En realidad, a la monarquía, como supo avisar el inteligente conservador británico, le sienta mal el aggiornamento, esto es, la vía de la campechanía, del acercamiento a “su pueblo”: ante todo porque la monarquía siempre entiende su relación con el pueblo en clave si no despótica, paternalista. En eso es fiel a los orígenes teóricos de su justificación, propuestos ya por Filmer en su obra El patriarca. Eso, el «patriarcado ejemplar de la “primera familia”» (entendida, como se sabe, con una profunda connotación sexista en el caso de la monarquía española restaurada por Franco), no sólo ya no es ejemplar, sino que resulta rancio y, lo que es peor, ha sido desmentido por los hechos: el comportamiento privado (y la indistinción entre lo privado y público, siempre en su beneficio) del que hacen gala buena parte de los miembros de la familia real, comenzando por el rey, no es un modelo para nadie. Porque a la monarquía le sienta muy mal la transparencia, como explica a la perfección el cuento del rey desnudo. Cuando los vemos sujetos a las mismas manías, defectos y arbitrariedades que los demás –“como si fueran una familia normal”, según reza el tópico (hoy diríamos una “Modern Family”, como en la serie de la tele)–, la pregunta es: ¿por qué debemos mantenerles de por vida?

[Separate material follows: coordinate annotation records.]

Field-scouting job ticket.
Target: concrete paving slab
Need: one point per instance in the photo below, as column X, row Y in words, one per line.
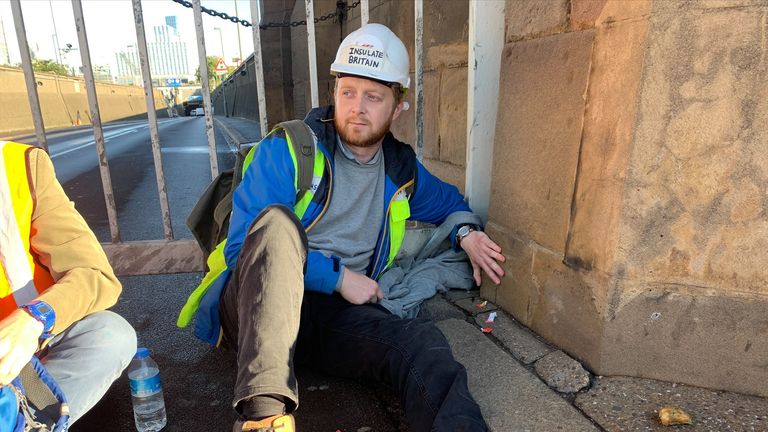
column 632, row 404
column 198, row 380
column 521, row 342
column 437, row 309
column 562, row 373
column 511, row 397
column 455, row 295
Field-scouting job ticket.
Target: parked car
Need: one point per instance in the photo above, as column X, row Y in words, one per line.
column 192, row 102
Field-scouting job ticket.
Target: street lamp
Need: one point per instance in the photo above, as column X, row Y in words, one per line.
column 221, row 40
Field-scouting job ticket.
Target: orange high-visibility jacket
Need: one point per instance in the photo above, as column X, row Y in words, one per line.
column 47, row 251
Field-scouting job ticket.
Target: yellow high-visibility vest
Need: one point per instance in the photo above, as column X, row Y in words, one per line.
column 22, row 277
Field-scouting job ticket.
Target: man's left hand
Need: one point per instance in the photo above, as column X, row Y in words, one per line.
column 484, row 254
column 19, row 337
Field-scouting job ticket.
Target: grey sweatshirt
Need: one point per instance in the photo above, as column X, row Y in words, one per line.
column 352, row 222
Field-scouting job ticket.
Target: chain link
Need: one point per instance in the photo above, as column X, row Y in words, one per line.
column 245, row 23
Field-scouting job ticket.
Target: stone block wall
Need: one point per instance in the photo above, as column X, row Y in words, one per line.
column 629, row 185
column 445, row 72
column 630, row 177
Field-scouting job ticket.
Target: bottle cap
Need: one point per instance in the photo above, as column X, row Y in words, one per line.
column 141, row 353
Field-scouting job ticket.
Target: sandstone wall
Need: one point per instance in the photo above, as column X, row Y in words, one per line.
column 629, row 185
column 630, row 176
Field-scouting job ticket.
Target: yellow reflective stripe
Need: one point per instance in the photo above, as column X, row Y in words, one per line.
column 327, row 165
column 18, row 205
column 400, row 211
column 289, row 141
column 217, row 264
column 318, row 170
column 248, row 159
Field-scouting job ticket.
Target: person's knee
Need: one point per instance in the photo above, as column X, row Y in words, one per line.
column 279, row 219
column 118, row 335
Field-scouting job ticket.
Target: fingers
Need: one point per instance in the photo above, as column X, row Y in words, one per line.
column 476, row 274
column 10, row 366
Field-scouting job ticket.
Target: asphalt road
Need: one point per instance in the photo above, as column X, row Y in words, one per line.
column 186, row 166
column 197, row 380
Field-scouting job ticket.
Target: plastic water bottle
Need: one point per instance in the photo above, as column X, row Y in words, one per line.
column 146, row 392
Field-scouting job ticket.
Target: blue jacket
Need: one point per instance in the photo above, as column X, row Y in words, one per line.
column 270, row 179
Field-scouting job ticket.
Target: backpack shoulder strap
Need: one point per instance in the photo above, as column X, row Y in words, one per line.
column 304, row 147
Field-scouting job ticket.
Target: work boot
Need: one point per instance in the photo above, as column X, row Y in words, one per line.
column 277, row 423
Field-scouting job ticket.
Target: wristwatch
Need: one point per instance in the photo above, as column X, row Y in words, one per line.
column 464, row 231
column 44, row 313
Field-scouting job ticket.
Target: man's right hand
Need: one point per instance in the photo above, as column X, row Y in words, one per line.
column 357, row 288
column 19, row 336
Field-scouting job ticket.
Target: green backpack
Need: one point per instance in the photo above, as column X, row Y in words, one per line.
column 209, row 218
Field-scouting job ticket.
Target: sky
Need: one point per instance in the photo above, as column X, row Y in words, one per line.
column 110, row 28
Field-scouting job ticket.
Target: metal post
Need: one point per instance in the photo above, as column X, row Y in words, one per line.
column 206, row 88
column 486, row 41
column 141, row 39
column 29, row 74
column 239, row 44
column 55, row 34
column 257, row 63
column 418, row 9
column 5, row 42
column 98, row 133
column 224, row 95
column 312, row 54
column 364, row 17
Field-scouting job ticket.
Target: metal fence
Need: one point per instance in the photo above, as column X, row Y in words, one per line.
column 171, row 255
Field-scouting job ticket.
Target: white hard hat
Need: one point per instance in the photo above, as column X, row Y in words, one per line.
column 373, row 51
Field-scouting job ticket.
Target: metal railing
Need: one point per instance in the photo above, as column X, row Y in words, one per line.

Por eso, hoy, la verdadera decisión ya no es elegir entre monarquía o república, sino elegir el procedimiento para librarnos de una institución que no nos sirve. Como han escrito Pisarello y Ausens, asistimos a un «proceso destituyente de la restauración borbónica». Y para eso ya no nos hace falta un delenda est monarchia escrito por el Ortega de turno. Nos basta y sobra con la cada vez mayor toma de conciencia de que ese resto del pasado, que ha conseguido sobrevivir bajo lo que muchos consideramos un oxímoron, el de “monarquía constitucional”, es sólo eso: un vestigio destinado al museo. El cómo y el cuándo es lo que nos queda por decidir.


Javier de Lucas es catedrático de Filosofía del Derecho de la Universitat de Valencia.